Descriptive Some photos are never meant to be anything more than descriptive, such as passport photos, medical images, or pictures from NASA satellites. They are “interpretively and evaluatively neutral.”
Explanatory Barrett admits to a small difference with descriptive, giving an example comparing the passport photo with the work of Muybridge or Marey’s studies in locomotion. One difference that suggests itself is the volume of work - Muybridge and Marey produced thousands of images - but on consideration we can also recognize that the passport photographer may have produced an equally vast number of photos limited to a specific theme or subject. Barrett also considers the work of visual sociologists or anthropologists as explanatory photography, citing Edward Curtis’ 2000+ images of Native Americans, or James Van Der Zee’s work in 1920-30’s Harlem. What seems to set these apart from descriptive photos, and in fact what seems to be the defining feature of Barrett’s scheme, is intention. The passport photo has a more restricted intention than a collection of thousands of images. Barrett sees most news photography as explanatory and notes that explanatory photography besides being particular to time and place should offer as well verifiable visual evidence.
Interpretive Barrett begins with another comparison, this time between the scientific report (explanatory) and poetry. Interpretive photography, he says, is revelatory of the photographer’s worldview, is exploratory rather than logical, dramatic rather than subtle, and generally concerned with formal excellence (I almost read “elegance”) and fine reproduction quality. Interpretive photography relies on the photographer creating scenes and directing subjects, where explanatory photography relies on decisive moments. Photographs of this type are typically ambiguous and open to a variety of readings.

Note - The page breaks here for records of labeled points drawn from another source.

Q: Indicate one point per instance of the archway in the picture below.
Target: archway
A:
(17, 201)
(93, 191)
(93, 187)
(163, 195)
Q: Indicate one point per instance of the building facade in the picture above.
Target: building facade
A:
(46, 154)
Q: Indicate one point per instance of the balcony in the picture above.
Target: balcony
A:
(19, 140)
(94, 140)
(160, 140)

Ethically Evaluative Such photographs may describe but are intended to make ethical judgements. They are typically politically engaged and passionate.
Aesthetically Evaluative This category is what is more typically known as art photography. The most common subjects are landscape, nude, and still life, though these may also be the subjects of other types of photos. That is, not all landscapes fit within the category of aesthetically evaluative. Nudes are often nameless and faceless and are taken as studies of form. Of the landscape, Szarkowski writes they are characterized by “a love for the eloquently perfect print, an intense sensitivity to the mystical content of the natural landscape, a belief in the existence of a universal formal language, and a minimal interest in man as a social animal.” Still lives are carefully selected and arranged for aesthetic effect. In addition, much street photography fits within this category, including work by Winograd, Cartier-Bresson, and Friedlander. Mark Johnstone writes about Misrach’s desert photography, though it could apply to other aesthetically evaluative subjects as well, that “while they tell us something about the place, these pictures are also about what it means to transform experiences of the world into photographs.”
Theoretical These are photographs about photography, about art, the politics of art, and modes of expression. Many photographs are concerned not only with the art of photography, but wider philosophical issues regarding expression of the aesthetic.
On review, it seems Barrett’s scheme is based on intention - what does the photographer hope to produce? While a photographer could unintentionally produce an image in any one of these categories, it would seem to be outside the bounds of probability to produce a set of images, or years worth of images, that fall completely outside the photographer's intention.